Today, most people assume that the best way to ensure confidentiality and integrity of communications and underlying data is through encryption, which is an ancient method to secure communication that appeared 2,500 years ago in Greece during Peloponnese Wars (*).

Even the most modern form of encryption is primarily based on the assumption that the mathematical models used to encrypt are too complex to decode without access to an immense computing power beyond the realms of today’s classical computers. One of these methods, knows as the “asymmetrical method” uses two encryption keys, one public and one private.

(*) Wikipedia: Scytale – History

Unfortunately, with the advent of massively powerful quantum computers in the next decade, such as those built by IBM or Google, such assumptions will no longer hold.

Much of today’s encryption will become vulnerable as quantum computers may solve complex optimization problems faster than a single-core classic computer. Moreover, encrypted information downloaded today may be decrypted offline in the coming years.

Quantum cryptography, the science of exploiting quantum mechanical properties to perform cryptographic tasks, uses Heisenberg’s Uncertainty Principle and the No-Cloning Theorem.
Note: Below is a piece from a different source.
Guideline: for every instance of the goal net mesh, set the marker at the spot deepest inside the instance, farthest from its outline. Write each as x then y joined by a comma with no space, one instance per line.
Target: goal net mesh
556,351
The Uncertainty Principle, formulated in 1927, states there is a fundamental limit to the precision with which a particle’s physical properties can be known; the more precisely we can determine the position of a particle, the less accurately its momentum can be identified, and vice versa. The No-Cloning Theorem, first articulated by Wootters, Zurek, and Dieks in 1982, demonstrates that it is impossible to create a copy of an arbitrary unknown quantum state.

The best example of quantum cryptography that exists today is Quantum Key Distribution (QKD). It offers absolute protection, even against quantum computers, because its strength does not depend on mathematical complexity, as in post-quantum cryptography, but on physical principles.

Current research on quantum encryption is based on the Quantum Entanglement Phenomenon, discovered by Albert Einstein in 1935, and first experimentally proven by the French physicist Alain Aspect in 1981.

Strange as it may seem, two intricate particles (material or light) form an inseparable bond, no matter how far located they are from each other. Even if they are situated at the opposite ends of the galaxy, everything that happens to one instantaneously has an impact on the other. In light of this, several laboratories are currently developing devices that generate such pairs of entangled photons, one of which is to be sent to one user, and the other, to another.

This research uses one of the numerous properties of light, its polarization, to encode information in the photon. Each pair of photons is entangled one with the other after being picked up one by one with a single-photon detector connected to a computer that converts them into electrical signals. We can then ultimately obtain the same randomized string on both screens – that means the same key.

Besides, entanglement offers another invaluable advantage: any attempt by a third party to “read” the photons alters the key in a way that will be evident to participants.

Accordingly, one of the authorized users can then immediately discard that key and request the quantum device to generate a new one. Thus, it will be impossible to defeat.